The path you start from the car park goes under pine trees and it’s well marked, after one or two kilometres it splits in two ways, one goes around the creek and another one continues in the forest. The closer you get to the beaches you have hills surrounding another smaller creek, you can climb those hills, there’re many hikes all around with enough signs so it’s hard to get lost.

The Bidderosa Oasis extended for 860 hectares of land in which you can find a variety of landscape: from pine trees forest to creeks, from thin white sand to incredible view at the top of the hills.

The impression that this place leaves to us is a sense of wilderness. An area where nature is still in control, without restaurants, resorts of any other human things built around.

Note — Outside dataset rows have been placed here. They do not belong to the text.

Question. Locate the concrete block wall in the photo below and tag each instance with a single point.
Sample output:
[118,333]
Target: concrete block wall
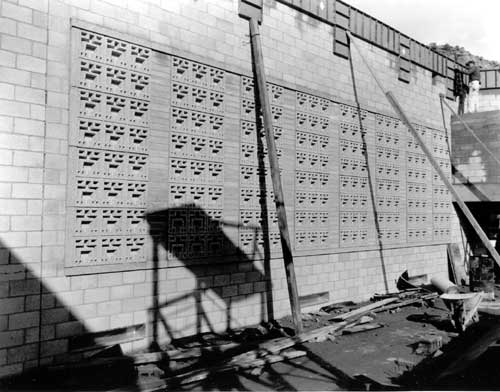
[41,305]
[489,100]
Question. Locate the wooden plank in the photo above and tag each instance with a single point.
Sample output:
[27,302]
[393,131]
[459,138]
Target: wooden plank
[362,310]
[362,328]
[475,225]
[452,250]
[405,303]
[461,204]
[286,246]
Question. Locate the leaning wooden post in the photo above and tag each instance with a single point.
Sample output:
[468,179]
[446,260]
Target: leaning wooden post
[275,173]
[461,204]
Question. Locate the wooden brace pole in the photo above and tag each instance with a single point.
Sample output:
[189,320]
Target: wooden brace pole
[461,204]
[275,173]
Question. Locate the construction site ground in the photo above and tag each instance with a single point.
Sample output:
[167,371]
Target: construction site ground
[389,357]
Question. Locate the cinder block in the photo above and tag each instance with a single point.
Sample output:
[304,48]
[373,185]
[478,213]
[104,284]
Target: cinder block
[68,329]
[30,63]
[57,192]
[13,108]
[96,295]
[16,12]
[108,308]
[110,279]
[58,100]
[28,94]
[23,320]
[8,26]
[11,338]
[26,191]
[55,316]
[122,291]
[7,59]
[134,276]
[31,32]
[16,45]
[27,158]
[28,127]
[229,291]
[54,347]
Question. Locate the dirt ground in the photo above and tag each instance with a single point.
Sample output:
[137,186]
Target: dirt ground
[381,359]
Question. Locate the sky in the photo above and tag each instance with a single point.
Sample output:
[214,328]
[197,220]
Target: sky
[471,24]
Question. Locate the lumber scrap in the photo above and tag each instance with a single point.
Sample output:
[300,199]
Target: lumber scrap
[406,302]
[489,307]
[361,328]
[267,352]
[463,358]
[260,76]
[430,156]
[362,310]
[243,363]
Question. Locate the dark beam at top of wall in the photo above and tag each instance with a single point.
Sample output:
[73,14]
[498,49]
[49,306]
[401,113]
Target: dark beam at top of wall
[375,32]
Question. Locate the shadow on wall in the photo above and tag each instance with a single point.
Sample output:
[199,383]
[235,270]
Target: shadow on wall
[370,179]
[186,233]
[38,330]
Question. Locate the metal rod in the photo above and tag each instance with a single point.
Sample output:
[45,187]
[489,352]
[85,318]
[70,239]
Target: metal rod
[463,207]
[275,173]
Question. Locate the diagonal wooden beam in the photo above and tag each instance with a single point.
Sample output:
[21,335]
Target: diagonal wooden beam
[260,75]
[461,204]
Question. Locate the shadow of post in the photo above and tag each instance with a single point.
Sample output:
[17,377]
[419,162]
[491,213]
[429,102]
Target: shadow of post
[38,332]
[370,179]
[185,233]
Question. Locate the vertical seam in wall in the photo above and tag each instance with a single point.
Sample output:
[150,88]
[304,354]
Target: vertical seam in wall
[40,277]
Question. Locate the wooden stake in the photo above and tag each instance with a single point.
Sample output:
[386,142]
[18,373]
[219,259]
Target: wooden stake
[461,204]
[275,173]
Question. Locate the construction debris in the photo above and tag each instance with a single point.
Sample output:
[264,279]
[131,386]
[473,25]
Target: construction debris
[405,282]
[363,310]
[361,328]
[429,344]
[464,308]
[413,301]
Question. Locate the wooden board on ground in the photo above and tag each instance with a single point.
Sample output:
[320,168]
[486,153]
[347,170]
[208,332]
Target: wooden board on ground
[455,260]
[364,309]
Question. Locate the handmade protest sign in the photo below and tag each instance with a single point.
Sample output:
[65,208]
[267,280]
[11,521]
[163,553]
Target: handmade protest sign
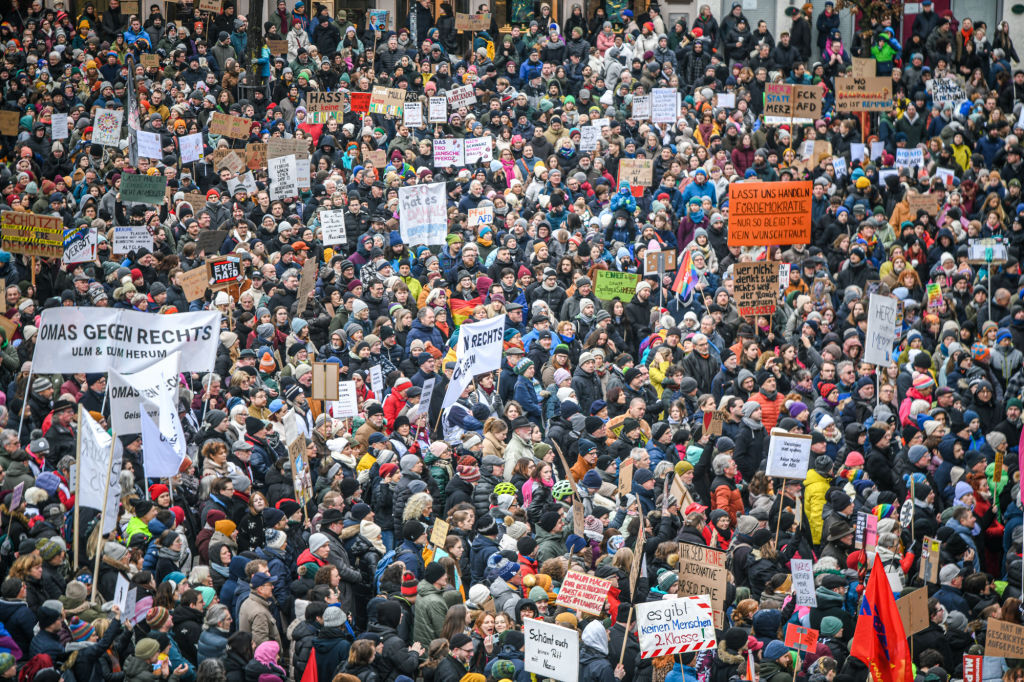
[756,287]
[701,570]
[333,227]
[611,284]
[881,330]
[803,582]
[871,93]
[423,213]
[479,350]
[801,638]
[763,213]
[1004,639]
[675,626]
[142,188]
[551,650]
[912,608]
[788,454]
[123,340]
[32,235]
[583,592]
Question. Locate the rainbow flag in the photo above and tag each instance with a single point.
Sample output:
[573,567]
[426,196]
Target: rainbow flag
[687,275]
[461,310]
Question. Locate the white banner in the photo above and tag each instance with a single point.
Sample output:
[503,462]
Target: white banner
[105,339]
[283,174]
[423,213]
[675,626]
[160,458]
[552,651]
[881,330]
[479,351]
[131,238]
[156,385]
[333,226]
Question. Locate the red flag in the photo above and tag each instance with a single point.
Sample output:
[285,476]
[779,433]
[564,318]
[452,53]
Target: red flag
[309,674]
[880,640]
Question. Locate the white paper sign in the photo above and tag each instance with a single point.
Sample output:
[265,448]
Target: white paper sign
[131,238]
[449,152]
[909,158]
[58,126]
[479,350]
[478,150]
[588,138]
[437,110]
[551,651]
[377,382]
[347,403]
[107,127]
[192,147]
[333,227]
[283,174]
[788,455]
[673,626]
[641,108]
[881,330]
[148,144]
[664,107]
[105,339]
[413,114]
[423,213]
[803,582]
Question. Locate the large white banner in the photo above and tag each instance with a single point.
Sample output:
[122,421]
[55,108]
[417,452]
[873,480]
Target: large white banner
[157,383]
[881,330]
[479,351]
[104,339]
[552,651]
[423,214]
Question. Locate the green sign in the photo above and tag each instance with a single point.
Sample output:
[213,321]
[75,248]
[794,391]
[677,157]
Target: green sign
[611,284]
[142,188]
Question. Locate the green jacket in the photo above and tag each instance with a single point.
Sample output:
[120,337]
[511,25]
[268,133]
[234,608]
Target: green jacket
[428,613]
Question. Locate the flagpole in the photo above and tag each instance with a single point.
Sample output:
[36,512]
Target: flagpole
[102,515]
[78,481]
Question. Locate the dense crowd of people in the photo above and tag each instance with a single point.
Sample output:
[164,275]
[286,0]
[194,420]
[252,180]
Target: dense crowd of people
[245,579]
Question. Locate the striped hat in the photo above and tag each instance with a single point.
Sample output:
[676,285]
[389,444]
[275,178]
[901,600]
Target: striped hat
[81,631]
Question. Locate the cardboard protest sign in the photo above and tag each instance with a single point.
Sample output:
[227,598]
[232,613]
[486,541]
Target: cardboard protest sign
[675,626]
[912,608]
[801,638]
[873,93]
[930,559]
[423,213]
[756,287]
[551,650]
[326,378]
[142,188]
[438,534]
[131,238]
[803,582]
[584,593]
[701,570]
[612,284]
[638,172]
[32,235]
[472,22]
[788,455]
[769,213]
[881,330]
[195,283]
[1005,639]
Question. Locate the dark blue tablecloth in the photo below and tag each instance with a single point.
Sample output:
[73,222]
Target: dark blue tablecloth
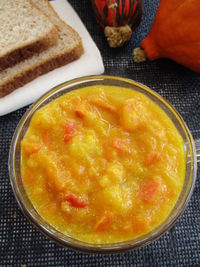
[21,243]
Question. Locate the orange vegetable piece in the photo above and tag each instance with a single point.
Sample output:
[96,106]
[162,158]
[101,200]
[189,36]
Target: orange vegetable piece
[175,33]
[152,158]
[46,139]
[104,222]
[140,225]
[76,201]
[148,191]
[30,147]
[122,145]
[101,103]
[80,114]
[70,130]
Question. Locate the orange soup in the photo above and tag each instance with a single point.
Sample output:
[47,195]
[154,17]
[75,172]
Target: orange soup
[103,164]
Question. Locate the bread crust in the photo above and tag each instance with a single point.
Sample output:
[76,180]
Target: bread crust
[22,53]
[29,75]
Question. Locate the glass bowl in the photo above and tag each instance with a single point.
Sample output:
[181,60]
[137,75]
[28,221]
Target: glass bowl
[67,241]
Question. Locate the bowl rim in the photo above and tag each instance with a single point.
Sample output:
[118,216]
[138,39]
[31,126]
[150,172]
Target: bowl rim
[75,243]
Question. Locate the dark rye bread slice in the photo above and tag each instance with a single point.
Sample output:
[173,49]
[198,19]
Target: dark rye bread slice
[68,49]
[24,31]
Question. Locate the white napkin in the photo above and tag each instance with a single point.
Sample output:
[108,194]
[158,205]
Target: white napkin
[89,64]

It was one of the few times we flew a drone by the sea not having any annoying building in the background.

Once you reach the beaches (there are three) you might feel like being on a desert island. At least that’s what we felt. The sand was untouched, you could tell nobody walked on it for many days, it looked so soft and white that you just wanted to roll over.

Looking at the lines that the waves were making when touching the land was almost hypnotic.

The colour of the water was that of emerald crystal, too good to be true.

The vegetation grows freely around the beaches creating an incredible colour palette starting from the green of the trees to the blue of the water.

This is how the Sardinian marittime areas would have looked like if only humans wouldn’t cut trees and built on its coast in such a savage way.

What we understood by exploring the Bidderosa Oasis is that nature has a delicate ecosystem that needs to be left untouched. If we try to preserve the white of the beaches but destroy the creek behind them we are interfering with its ecosystem and so destroying the balance the area had built in very long time.